Migrating SVN Repo to Git

Recently, I had to move one of my SVN repository (loans-autoloans-duedatechanges) from SVN to Git. As there was no tag or trunk and only branch (it is weird but true) it was fairly simple. Git comes with a great Git-Svn toolkit that you can use. However, there are few caveats and I will tell you how I overcame them.

I started by creating a new folder on my machine. On Git bash, I simply typed the following command:

git svn clone https://subversion.abc.com/svn/api-services/branches/apiservices_sprint.dev/test-api

It took some time and my repo was cloned. However, when I did git log to check history, the comments were of following format:

Not so good log

It doesn’t look like what normal and proper git logs look like. There are few problems. Firstly, the author is unidentifiable:

Author: xyz <xyz@4c9131da-42a3-4784-a41a-982bb726ad01>

Second, there is way too much meta data. What I will do with the element git-svn-id? I don’t need it.
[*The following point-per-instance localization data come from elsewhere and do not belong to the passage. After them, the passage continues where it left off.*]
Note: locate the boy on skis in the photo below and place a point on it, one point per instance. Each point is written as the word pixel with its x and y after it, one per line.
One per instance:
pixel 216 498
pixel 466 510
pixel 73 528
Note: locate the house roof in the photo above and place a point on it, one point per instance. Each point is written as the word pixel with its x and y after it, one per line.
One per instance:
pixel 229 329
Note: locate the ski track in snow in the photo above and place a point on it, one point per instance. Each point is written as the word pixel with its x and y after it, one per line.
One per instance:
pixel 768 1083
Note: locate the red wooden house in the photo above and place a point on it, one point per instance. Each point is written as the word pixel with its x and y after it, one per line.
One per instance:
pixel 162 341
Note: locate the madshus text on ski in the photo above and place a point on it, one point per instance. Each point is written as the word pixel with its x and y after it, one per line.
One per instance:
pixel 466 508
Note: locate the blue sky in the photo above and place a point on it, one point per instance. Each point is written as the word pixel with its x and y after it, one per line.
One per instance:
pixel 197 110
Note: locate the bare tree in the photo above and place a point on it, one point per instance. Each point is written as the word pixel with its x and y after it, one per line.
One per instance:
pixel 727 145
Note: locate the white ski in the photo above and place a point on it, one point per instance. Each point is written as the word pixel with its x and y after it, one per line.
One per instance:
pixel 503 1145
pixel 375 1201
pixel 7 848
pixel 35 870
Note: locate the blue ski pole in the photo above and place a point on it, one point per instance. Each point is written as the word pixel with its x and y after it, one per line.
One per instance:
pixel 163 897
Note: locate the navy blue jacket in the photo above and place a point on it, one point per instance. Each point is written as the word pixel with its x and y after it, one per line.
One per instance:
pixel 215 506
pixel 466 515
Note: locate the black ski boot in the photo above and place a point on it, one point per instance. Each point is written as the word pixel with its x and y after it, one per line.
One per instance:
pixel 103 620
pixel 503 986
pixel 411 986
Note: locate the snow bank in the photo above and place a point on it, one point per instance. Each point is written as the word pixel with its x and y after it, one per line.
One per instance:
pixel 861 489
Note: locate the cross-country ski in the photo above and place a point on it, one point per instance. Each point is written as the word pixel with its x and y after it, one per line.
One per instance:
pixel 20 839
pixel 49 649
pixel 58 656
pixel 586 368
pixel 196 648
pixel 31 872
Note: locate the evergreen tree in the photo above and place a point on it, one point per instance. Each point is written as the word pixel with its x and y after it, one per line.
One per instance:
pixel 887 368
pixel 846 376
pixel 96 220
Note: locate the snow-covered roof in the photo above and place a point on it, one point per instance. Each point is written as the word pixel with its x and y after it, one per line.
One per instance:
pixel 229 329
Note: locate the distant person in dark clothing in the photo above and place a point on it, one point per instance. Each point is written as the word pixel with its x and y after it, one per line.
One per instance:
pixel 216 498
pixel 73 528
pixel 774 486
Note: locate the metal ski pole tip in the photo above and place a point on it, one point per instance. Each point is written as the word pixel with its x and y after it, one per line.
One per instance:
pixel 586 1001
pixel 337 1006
The meta-data issue can be resolved with modifying the command by adding –no-metadata to it.

git svn clone https://subversion.abc.com/svn/api-services/branches/apiservices_sprint.dev/test-api test-api --no-metadata

Still few things remain undesirable. The author of the commits are still not properly identifiable. I wanted a way to extract the author information from the SVN log and replace it with the proper author information. To do that, I had to extract the logs in an xml format, grep-ed on author and stripped the xml tags. Git-scm came to the rescue with the simple command for this:

svn log --xml | grep author | sort -u | perl -pe 's/.*>(.*?)<.*/$1 = /'  > users.txt

I got the list of users in a text file. In which I provided further information in key=value pair. For eg:

xyz=ABC DEF <abc.def@gmail.com>

Now, again I deleted the previously cloned repo and ran the following command

git svn clone https://subversion.abc.com/svn/api-services/branches/apiservices_sprint.dev/test-api --authors-file=users.txt --no-metadata test-api

And, finally, I got the nice clone with good looking comments:

Better log

This looks cleaner and much better than the previous commit message and more Gitly, if I may use that word.